Although he is an excellent pass defender, Lavender is suspect against the run and the Redskins substituted Tony Peters at right cornerback in running situations last season, until Ken Houston suffered a broken wrist, sending Peters to strong safety full time.

Coach Jack Pardee said the trade for White was made "to cover ourselves . . . We're not sure Ray (Waddy) is ready to step in . . . And, with Houston's age, there's some concern there, too. We fell comfortable White can step in and play immediately. We don't have to worry about covering for him."

White's style of play fits in perfectly with what Paradee likes: "I'm going to hit people; that's what I'm paid to do," White said. "That's what we've done in Tampa. It just took a few years for people to notice that. To play in Tampa, you have to force."

Buggs' style didn't. Even though he was the leading Redskin receiver the past two seasons, he was known primarily as an outside threat. In fact, none of the Redskins' three veteran receivers last season were big enough to run the inside patterns.

The addition of Art Monk, the team's No. 1 draft choice, gives the Redskins that threat and made Buggs expendable.

"We haven't had that kind of size around here since Charley Taylor and Roy Jefferson left," said Mike Allman, the team's director of college scouting and a Redskin personnel man for 16 years.

"You can throw different patterns, go inside," Allman added. "You can be the hitter, instead of the hittee."

Ironically, the Redskins acquired a starting wide receiver from the Bucs, Morris Owens, last month in a conditional trade. Owen's presence also made Buggs expendable.

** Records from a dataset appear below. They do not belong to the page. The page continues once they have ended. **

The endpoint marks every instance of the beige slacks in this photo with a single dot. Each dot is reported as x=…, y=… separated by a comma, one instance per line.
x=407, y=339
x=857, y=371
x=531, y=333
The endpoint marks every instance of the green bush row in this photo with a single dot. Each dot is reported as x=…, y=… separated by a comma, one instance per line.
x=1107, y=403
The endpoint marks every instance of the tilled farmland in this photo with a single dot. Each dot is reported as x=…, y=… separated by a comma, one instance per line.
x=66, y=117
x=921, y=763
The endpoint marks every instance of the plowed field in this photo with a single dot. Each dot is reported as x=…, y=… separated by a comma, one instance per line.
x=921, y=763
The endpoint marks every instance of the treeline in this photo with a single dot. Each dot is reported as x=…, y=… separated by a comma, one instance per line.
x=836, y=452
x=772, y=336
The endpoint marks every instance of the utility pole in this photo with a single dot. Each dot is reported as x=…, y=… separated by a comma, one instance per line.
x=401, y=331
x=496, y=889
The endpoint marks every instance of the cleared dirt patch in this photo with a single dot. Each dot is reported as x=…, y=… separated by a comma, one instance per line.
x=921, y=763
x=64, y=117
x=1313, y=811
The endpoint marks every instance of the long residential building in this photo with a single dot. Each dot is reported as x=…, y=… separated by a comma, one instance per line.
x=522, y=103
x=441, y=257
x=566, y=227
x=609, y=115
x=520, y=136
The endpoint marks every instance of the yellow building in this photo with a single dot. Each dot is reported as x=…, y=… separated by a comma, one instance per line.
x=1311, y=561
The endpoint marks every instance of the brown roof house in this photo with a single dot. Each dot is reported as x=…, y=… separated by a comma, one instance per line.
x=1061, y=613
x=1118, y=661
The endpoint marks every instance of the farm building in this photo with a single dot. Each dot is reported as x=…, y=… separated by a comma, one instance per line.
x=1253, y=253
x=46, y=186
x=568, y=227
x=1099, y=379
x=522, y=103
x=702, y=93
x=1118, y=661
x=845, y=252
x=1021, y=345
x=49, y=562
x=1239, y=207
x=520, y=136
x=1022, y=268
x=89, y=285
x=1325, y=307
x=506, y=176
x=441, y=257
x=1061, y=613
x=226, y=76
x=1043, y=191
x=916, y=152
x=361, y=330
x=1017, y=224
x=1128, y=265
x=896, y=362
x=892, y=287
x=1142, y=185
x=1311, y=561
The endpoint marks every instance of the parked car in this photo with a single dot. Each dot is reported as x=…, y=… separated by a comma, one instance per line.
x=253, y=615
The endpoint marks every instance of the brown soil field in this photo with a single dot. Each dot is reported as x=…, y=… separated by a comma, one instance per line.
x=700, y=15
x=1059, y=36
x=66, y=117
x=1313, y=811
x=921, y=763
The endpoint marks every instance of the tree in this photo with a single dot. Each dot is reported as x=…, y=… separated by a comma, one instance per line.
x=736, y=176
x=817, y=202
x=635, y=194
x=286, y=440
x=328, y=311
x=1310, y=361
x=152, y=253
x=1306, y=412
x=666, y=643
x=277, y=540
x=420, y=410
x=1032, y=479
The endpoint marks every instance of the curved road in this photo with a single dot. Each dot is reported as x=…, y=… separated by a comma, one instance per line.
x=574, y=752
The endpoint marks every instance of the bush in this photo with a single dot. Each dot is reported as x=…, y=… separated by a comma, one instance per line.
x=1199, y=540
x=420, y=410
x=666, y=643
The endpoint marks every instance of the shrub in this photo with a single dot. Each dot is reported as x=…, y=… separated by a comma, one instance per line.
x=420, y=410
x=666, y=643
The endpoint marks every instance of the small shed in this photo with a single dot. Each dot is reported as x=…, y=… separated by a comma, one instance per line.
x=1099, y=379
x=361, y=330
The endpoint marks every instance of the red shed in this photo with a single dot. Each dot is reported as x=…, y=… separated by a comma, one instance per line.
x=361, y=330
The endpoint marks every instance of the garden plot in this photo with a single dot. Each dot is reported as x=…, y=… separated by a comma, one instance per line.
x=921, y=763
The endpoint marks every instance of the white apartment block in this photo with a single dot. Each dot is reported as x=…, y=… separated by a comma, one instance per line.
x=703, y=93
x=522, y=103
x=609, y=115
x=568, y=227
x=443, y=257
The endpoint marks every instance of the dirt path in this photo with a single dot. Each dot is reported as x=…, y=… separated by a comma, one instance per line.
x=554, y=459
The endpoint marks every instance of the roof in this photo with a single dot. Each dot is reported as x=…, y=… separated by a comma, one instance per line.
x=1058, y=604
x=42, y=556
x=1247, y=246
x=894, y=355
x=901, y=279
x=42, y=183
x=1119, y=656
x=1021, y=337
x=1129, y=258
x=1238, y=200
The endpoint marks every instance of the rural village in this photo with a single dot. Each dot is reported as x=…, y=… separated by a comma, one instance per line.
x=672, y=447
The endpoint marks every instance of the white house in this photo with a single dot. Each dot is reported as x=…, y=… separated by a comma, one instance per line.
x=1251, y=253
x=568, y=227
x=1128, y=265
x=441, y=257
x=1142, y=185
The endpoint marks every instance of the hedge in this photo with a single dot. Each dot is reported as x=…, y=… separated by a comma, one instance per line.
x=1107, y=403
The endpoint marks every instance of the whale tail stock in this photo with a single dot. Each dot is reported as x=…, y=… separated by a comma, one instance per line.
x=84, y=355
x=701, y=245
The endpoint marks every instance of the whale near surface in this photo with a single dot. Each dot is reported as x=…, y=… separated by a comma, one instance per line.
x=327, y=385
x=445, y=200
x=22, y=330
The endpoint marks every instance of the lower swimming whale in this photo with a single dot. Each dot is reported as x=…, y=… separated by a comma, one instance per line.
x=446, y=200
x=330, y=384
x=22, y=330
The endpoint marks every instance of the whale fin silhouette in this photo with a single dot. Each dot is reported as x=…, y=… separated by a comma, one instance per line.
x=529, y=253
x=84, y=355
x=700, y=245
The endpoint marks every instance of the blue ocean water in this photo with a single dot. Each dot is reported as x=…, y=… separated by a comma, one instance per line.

Buggs, who played four seasons with the Redskins after being picked up as a free agent when the New York Giants cut him in 1976, caught 46 and 36 passes the past two seasons.

Buggs, 27, said the trade surprised him because he had spoken to Pardee on Monday while in Washington for a religious rally and that the coach gave him no indication a trade was imminent.

"I'm excited about it," Buggs said of the rade. "It's just one thing that happened. I'll miss the guys in Washington. We were like a family. But you can't let emotions get in the way.

"Everything is beautiful in my behalf. I've talked to the (Bucs) coaches.

They had a telephone press conference. It seems like everybody is excited. They think they need a veteran receiver who can step in and play. Doug Williams called me and he's excited. It makes you feel good when they're calling you.

"I feel if I can catch 46 passes alternating, I can catch 60-70 playing fulltime. It must be in God's plans for me to go down there."

Asked about Allman's statement, Buggs replied:

"A receiver is not a punisher. That's a tight end's job. I didn't have any trouble catching balls across the middle last year. I improved on my blocking last year.

"I'm not a devastating blocker, like Charley Taylor was. I didn't knock off linebackers' chins. He was a big guy and he could dish it out. I'm not a punisher."